Here’s the question asked in the headline at Nieman Lab: Is the email newsletter a business product or an editorial responsibility?

The subsequent post offers some good insights and thoughts, but in my own experience the answer is, of course, yes.

Think of email newsletters – or any other form content marketing may take – in the same way as any other output from the business. If you’re creating software, you need someone who can oversee its development and production, preferably someone with some specialized knowledge of software development and production. Same if you’re a tool manufacturer or frozen custard company.

Each aspect of that business requires its own oversight and management, and content marketing is no different.

It is, in short, a business product that requires editorial responsibility.

If you aren’t running each aspect of your content marketing program through an editorial filter, you’re engaging in some level of malpractice and not doing your employer or client any favors. Failure to do so means you’re not taking the needs and desires of the audience into account when you’re producing and distributing content.

Looking at it only as a business product means taking some of that consideration out of the equation.

Someone with an editorial mindset asks not only “does this have all the messaging we need to include” but also “is this the messaging our audience has expressed a desire for and will respond to.” That’s a very different thing.

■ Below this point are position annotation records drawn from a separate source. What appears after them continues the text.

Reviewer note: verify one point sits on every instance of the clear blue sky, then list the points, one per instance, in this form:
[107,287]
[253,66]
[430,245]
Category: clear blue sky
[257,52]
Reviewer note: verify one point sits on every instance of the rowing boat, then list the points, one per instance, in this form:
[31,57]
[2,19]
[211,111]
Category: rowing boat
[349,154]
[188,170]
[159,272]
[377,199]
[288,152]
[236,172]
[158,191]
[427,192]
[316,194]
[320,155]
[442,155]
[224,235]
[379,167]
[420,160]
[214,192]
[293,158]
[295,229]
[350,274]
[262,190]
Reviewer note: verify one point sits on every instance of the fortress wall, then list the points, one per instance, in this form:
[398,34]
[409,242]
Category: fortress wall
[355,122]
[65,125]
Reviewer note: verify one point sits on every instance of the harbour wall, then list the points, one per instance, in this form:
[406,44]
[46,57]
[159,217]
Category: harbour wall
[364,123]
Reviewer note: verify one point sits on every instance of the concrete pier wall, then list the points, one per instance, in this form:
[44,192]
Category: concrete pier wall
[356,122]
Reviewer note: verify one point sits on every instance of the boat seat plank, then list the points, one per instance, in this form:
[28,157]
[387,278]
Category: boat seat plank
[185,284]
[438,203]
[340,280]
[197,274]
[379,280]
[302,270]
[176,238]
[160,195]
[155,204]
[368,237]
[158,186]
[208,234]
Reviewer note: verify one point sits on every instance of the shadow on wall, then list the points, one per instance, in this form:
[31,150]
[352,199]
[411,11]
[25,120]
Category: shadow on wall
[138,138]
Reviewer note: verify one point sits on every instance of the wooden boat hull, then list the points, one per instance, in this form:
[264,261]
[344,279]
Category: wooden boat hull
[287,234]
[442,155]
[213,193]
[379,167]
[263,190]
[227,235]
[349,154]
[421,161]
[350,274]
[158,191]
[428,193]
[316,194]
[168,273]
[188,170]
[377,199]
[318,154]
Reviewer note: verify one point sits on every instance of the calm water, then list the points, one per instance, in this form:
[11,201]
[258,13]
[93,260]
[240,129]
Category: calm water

The editor-in-chief of a content marketing program is the one who has the whole picture in mind, from the needs of the marketing team to the requirements of the technical team to the needs of the audience. They’re the ones who decide what to include, what to reject and what format the products are distributed in, at what time and to whom.

Email newsletters, blog posts, videos and more should all pass through this filter. They are responsible for both achieving corporate goals – whatever they may be – and caring for the audience.